Steve Luxenberg polled historians before embarking on a book that seeks to expose the missing connective tissue between the primary players in the Supreme Court’s 1896 decision in Plessy v. Ferguson. An admirable book and an easy read, it’s tightly constructed and offers new insight into its subjects.

The book joins four biographies—that of Albion Tourgeé, Henry Brown, William Marshall Harlan, and of the group of mixed-race New Orleanians dubbed les gens de couleurs—and weaves them together in a net comprised of citations from letters, journals, court documents, and newspaper accounts. It’s a tapestry of primary and secondary documents that converges on the moment in history when Reconstruction’s last ember died out.

After starting with a necessary note about offensive language, Luxenberg draws a Gilded Age society very much interested in classifying and characterizing those other than white, of creating separation. He underscores it with selected photos and ephemera, especially effective among them the graphic of “various grades of the coloured people.” 

Luxenberg establishes his four separate characters with long flourishes as the book begins: Tourgeé, Brown, and Harlan receive mini-biographies, while les gens de couleurs are taken as a whole until they recede behind the barely sketched Homer Plessy. Luxenberg uses a “cast of characters” page to lay out the supporting roles, which can get confusing. It’s helpful but also serves as notice that things will get convoluted before they become clearer.

Luxenberg whorls us into long passages of these lives and begins to draw them together in earnest after the Civil War, but they converge only in the last fifth of the book. There’s very little of Plessy himself, still, because the information and archives simply don’t exist—a common problem for lives mostly conducted out of public notice. There’s lots of Brown here, and even Luxenberg suggests to a degree that he was inconsequential or replaceable. Harlan has his own book and so does Tourgeé; Luxenberg refreshes readers on those justices (the recent Canellos book on Harlan adds to this well). His history’s still canted toward the people who wrote letters and won in court—as, at this point, it can only be.

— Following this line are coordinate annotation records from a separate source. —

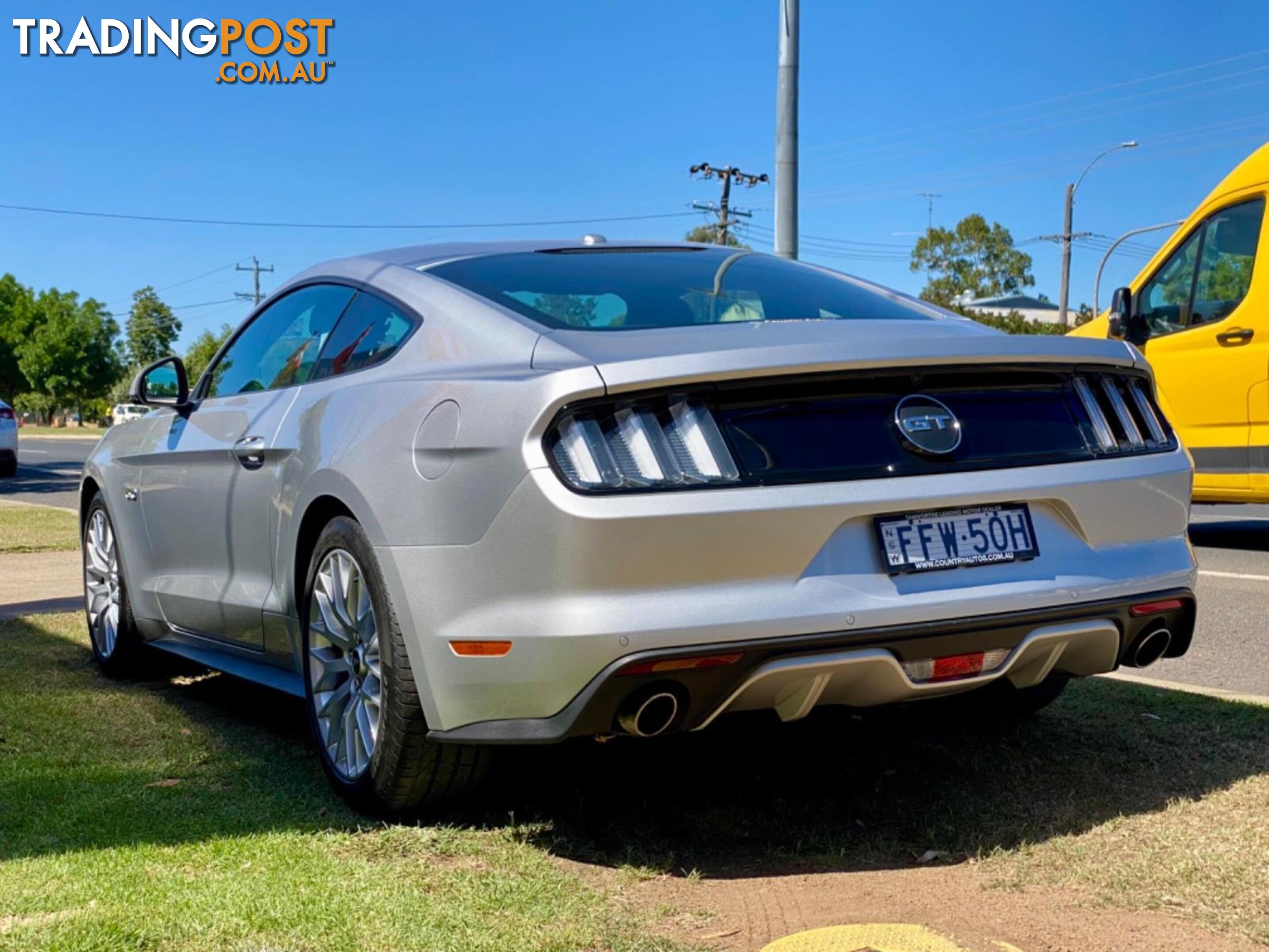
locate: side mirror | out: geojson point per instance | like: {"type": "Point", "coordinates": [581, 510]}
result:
{"type": "Point", "coordinates": [162, 384]}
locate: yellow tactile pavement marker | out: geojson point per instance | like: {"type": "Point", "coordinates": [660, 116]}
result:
{"type": "Point", "coordinates": [889, 937]}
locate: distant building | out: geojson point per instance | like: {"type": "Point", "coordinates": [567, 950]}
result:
{"type": "Point", "coordinates": [1036, 309]}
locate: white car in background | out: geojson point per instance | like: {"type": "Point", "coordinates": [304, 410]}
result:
{"type": "Point", "coordinates": [126, 413]}
{"type": "Point", "coordinates": [8, 441]}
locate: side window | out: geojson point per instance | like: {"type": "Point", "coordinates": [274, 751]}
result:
{"type": "Point", "coordinates": [1225, 264]}
{"type": "Point", "coordinates": [368, 333]}
{"type": "Point", "coordinates": [279, 348]}
{"type": "Point", "coordinates": [1164, 300]}
{"type": "Point", "coordinates": [1209, 276]}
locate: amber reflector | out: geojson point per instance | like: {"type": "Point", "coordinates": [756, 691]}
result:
{"type": "Point", "coordinates": [480, 649]}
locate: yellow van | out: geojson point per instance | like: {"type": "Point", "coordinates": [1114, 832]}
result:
{"type": "Point", "coordinates": [1200, 310]}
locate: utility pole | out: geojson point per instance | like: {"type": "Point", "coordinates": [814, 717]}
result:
{"type": "Point", "coordinates": [1064, 294]}
{"type": "Point", "coordinates": [1066, 231]}
{"type": "Point", "coordinates": [786, 132]}
{"type": "Point", "coordinates": [728, 175]}
{"type": "Point", "coordinates": [929, 201]}
{"type": "Point", "coordinates": [256, 272]}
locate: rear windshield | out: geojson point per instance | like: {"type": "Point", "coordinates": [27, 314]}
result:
{"type": "Point", "coordinates": [630, 290]}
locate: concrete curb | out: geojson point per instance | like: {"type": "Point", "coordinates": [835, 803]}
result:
{"type": "Point", "coordinates": [1221, 693]}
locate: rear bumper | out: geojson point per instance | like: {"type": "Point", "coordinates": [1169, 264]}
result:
{"type": "Point", "coordinates": [579, 582]}
{"type": "Point", "coordinates": [861, 668]}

Luxenberg’s core idea builds readily. “Separate” did not emerge sui generis from slavery; it was in place in the North before it became contentious in the South. “No matter what name it went by,” he writes, “the abolitionists of Massachusetts wanted the separate car for colored passengers banished from the state’s new railways.” (p. 3) I wonder if other readers were taken aback to see this story start some fifty, sixty years before the decision—or if they paused or put the book down when he went deep into personal lives of people who mattered but seemed less of note. 

I’m talking about Justice Brown here, mostly, though it’s interesting that his presence during Michigan’s constitutional convention raised the idea of voting rights for Black people and women. (p. 223) Brown’s part of the story seems leaden, but it maps a necessary angle: the story of progress through a judicial system for its jurists as well as cases. Tourgeé and Harlan come across as the more compelling characters because of their stark contrasts— Tourgeé’s admissions of carpetbagging, his peripatetic life, his troubles finances; Harlan’s partial disavowal of his own Southern-ness, his “betrayal” in his vote on Plessy. 

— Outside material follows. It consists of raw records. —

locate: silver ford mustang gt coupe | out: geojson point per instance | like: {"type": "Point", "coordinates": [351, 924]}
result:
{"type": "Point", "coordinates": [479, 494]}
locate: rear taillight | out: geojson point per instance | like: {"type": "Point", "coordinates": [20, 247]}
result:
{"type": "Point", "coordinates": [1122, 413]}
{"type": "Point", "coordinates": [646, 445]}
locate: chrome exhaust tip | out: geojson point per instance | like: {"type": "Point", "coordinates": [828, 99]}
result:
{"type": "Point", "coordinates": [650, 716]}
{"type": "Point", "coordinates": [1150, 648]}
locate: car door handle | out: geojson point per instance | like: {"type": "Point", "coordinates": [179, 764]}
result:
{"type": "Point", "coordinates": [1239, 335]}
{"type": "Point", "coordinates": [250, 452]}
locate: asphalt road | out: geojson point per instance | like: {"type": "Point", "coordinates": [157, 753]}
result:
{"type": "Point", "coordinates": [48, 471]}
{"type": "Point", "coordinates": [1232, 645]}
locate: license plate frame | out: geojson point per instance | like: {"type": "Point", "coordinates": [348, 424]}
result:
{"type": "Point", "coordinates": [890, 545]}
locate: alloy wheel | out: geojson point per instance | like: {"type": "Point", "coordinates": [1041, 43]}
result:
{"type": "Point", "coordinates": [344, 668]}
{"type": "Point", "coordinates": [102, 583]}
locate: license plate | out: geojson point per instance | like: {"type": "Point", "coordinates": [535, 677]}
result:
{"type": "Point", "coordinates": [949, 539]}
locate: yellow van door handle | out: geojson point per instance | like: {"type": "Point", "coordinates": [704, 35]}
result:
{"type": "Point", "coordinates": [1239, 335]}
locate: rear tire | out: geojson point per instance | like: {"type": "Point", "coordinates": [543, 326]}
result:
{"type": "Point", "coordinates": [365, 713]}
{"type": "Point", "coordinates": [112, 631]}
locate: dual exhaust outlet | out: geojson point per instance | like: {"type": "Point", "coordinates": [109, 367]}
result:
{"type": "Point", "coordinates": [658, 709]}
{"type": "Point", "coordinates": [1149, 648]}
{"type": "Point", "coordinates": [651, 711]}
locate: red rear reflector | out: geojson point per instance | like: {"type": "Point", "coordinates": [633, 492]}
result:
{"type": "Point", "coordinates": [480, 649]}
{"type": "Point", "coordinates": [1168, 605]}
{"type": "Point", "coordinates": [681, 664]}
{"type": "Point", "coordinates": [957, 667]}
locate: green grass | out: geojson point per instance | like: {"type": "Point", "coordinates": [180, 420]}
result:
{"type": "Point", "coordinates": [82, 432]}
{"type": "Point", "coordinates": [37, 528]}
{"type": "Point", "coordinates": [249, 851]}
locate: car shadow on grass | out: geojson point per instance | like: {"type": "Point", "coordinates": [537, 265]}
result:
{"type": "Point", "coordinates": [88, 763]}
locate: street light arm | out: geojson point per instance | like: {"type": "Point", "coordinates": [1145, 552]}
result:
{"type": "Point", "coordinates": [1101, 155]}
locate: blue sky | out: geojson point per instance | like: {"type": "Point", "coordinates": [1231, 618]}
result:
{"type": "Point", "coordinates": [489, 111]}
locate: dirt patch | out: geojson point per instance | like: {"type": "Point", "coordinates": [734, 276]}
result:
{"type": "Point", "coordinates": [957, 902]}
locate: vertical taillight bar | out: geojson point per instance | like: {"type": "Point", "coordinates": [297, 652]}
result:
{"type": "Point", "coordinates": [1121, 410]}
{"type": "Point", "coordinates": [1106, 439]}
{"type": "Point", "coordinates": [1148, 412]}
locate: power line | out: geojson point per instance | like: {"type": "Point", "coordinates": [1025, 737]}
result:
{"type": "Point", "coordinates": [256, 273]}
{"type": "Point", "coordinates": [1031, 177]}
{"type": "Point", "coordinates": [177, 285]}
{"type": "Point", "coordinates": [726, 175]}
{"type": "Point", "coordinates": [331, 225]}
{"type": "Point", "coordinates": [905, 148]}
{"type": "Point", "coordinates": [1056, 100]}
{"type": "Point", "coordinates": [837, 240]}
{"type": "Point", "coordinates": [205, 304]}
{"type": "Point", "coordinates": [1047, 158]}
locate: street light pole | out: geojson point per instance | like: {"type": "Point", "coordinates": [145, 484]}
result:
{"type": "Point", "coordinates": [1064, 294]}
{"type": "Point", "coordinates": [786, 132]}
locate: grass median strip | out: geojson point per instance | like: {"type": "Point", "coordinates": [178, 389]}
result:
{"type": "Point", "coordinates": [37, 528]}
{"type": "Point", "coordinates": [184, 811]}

It still amazes me but shouldn’t, that Supreme Court cases even in this era were “chosen” for their tests of the law. Did it happen in the court’s earliest years? Tourgeé’s arguments sound prescient, very modern, and perhaps too advanced for the moment: he argued that skin color was a kind of property, as it had a tangible value in how a person was considered and what luxuries of life were available to them (p. 472). Luxenberg signs on with the worldview that the Court operates in arrears of public behavior, often ratifying only the least controversial of societal changes—or acting as a destructive force against social good. 

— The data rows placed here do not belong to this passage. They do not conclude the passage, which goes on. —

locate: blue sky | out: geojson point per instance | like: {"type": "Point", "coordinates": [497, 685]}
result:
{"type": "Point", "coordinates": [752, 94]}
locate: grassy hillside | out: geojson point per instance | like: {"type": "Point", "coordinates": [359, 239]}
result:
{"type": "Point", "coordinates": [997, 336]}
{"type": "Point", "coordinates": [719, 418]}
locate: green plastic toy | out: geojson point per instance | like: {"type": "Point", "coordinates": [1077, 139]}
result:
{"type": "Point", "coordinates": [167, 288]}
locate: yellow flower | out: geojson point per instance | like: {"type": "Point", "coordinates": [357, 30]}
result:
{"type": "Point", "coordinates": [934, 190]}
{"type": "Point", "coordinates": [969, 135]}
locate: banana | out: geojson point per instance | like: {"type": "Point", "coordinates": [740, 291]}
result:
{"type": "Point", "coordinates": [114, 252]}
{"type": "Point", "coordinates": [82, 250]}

It’s difficult to sustain tension with a verdict that’s been public for more than a century. Still, it’s compelling and telling that the local attorney Walker, who advised Tourgeé on his arguments, had serious misgivings about the case (p. 420), especially its affirmation that Mississippi’s separate car law could not be overruled in the name of interstate commerce. Luxenberg draws out the conclusion that the ruling in Plessy reinforced the Court’s custom of observing local custom and tradition instead of nationalizing law around higher principles. In the end he concludes that the case’s questions were decided in Plessy by legislatures controlled by whites, and by custom—also controlled by whites. (p. 410) He sums up the futility of arguing the central question of the case: “Was Plessy white or colored?” (p. 489). Plessy himself would answer three different ways in various Censuses taken after the decision. 

In his acknowledgements, Luxenberg finally makes it plain: his book explores the story of the idea of separation in the nineteenth century. Would it have been better had it shown other examples of separate spheres of life? It’s largely academic and constitutional here, but that’s enough. The attempts to fashion a unified nation of people both Black and white, the hope that the 13th and 14th Amendment would be an effective tool to do so, were futile. Along with the 1883 Supreme Court decision that rendered the Civil Rights Act of 1875 dead, the Plessy decision was the last one that could have bridged the vast social gap between Black (and Indian) and white America. A ruling in Harlan’s direction would have been impossible, but it would have been revolutionary.